We drove into Lleida this morning, passing fields of corn
and fruit trees as far as the eye can see - our hosts gave us half a dozen huge
peaches from their own trees for us to enjoy – deliciosa!. We parked the car near the Rio Segre and
walked across the Passarel·la del Liceu Escolar (footbridge) to the old city.
Lleida is one of the oldest towns in Catalonia, with
recorded settlements dating back to the Bronze Age. During the Middle Ages it was ruled for
several centuries by the Moors but was reclaimed by the Christian conquerors in
1149. After checking in at the Tourist
Information Office and learning that many of the attractions are closed on
Mondays, we set out to explore what was available to us. First stop was the archaeological remains
under the present town hall, which has been the site of the town administration
since the 13th century. Not a
great deal to see: some medieval walls, a well, traces of 9th/10th century baths, and a round stone
wall plate bearing a Roman head and with Julius Caesar’s famous phrase “Veni,
Vidi, Vici” inscribed on it. On the
other hand it provided a good indication of where street level would have been
a thousand years or more ago – some five or six metres below the current level.

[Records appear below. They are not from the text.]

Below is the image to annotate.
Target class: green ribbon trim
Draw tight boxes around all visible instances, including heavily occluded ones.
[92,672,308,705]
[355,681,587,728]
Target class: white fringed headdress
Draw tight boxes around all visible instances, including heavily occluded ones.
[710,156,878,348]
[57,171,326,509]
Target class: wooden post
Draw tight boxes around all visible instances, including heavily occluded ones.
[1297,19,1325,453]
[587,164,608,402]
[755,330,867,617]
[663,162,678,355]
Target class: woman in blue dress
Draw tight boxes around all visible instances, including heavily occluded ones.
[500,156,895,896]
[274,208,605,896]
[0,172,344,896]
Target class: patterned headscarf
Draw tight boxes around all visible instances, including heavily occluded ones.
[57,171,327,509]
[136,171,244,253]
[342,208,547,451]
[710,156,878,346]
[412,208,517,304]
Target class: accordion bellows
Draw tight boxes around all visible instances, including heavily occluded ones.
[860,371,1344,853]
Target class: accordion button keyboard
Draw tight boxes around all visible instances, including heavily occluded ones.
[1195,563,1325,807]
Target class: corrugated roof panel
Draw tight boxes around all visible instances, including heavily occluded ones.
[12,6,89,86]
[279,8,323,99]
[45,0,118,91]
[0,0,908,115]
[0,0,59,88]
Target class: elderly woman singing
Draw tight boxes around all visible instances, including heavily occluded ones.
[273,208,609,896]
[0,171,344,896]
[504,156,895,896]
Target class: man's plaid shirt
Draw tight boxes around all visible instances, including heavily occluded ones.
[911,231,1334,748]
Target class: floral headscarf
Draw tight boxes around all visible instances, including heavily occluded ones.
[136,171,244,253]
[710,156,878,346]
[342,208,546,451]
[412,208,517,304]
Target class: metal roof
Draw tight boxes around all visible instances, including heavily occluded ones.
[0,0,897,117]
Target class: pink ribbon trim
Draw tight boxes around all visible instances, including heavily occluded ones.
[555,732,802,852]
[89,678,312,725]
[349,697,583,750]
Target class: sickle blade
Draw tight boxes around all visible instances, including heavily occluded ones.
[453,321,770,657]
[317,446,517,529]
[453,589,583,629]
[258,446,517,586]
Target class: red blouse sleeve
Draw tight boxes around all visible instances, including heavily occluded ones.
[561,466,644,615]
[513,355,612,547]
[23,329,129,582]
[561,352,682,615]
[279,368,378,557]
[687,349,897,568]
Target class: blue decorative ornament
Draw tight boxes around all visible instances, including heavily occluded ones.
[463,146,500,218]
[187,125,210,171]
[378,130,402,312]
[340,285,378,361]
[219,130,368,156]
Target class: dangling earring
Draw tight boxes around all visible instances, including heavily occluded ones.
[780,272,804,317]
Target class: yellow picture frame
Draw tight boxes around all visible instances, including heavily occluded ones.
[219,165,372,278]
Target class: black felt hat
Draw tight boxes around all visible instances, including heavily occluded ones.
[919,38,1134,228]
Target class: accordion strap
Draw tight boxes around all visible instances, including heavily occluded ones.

Then to the 1454 Santa Maria Hospital, an imposing two-story
Gothic building that now contains a library and some offices. It was briefly used as a military hospital during
the reign of Felipe V in the early 18th century. Then on to the House
of Giants which contains a selection of oversized statues, heads and costumes,
for which Spain is famous. We have seen
the life-sized giant statues carried in procession during a previous visit to
Spain and, from the photographs on display (and from the cap-thieving giants we
saw prancing around in Huesca yesterday), it is clear that they still hold an
important place in Spanish popular culture.
After totally decadent elevenses, a shared pastry from which
thick chocolate oozed every time you took a bite, washed down with orange juice
squeezed fresh before our eyes, we walked uphill a bit to the “new” cathedral
(as distinct from the “old” cathedral, perched on top of the hill, which we
will visit during the next day or so).
The new cathedral - after all, it’s only 250 years old – is rather
austere inside and has none of the grandeur and glitz that we have come to
expect from Spanish cathedrals. So we
continued up the hill to the 12th century, Romanesque Church of Sant
Llorenc, a smaller but much more interesting church, with four naves, two of
which contain detailed altarpieces. It
is dark inside, however there is a little machine where you can put in anything
from five Euro cents to one Euro and different sections of the church are lit for
a short time – a sensible, environmentally-friendly innovation for a church
that would not receive all that many visitors.
Back down the hill and a stroll along the busy main street,
past buskers and artists and a small black dog that had gone on strike, flopped
down on the footpath and refused to walk any further despite threats and
exhortations from its owner, and then along the boulevard above the river,
noting a lone stork resting on a rock shelf in the river, perhaps recovering from a
difficult delivery. Then the drive back to Corbins for an afternoon of rest.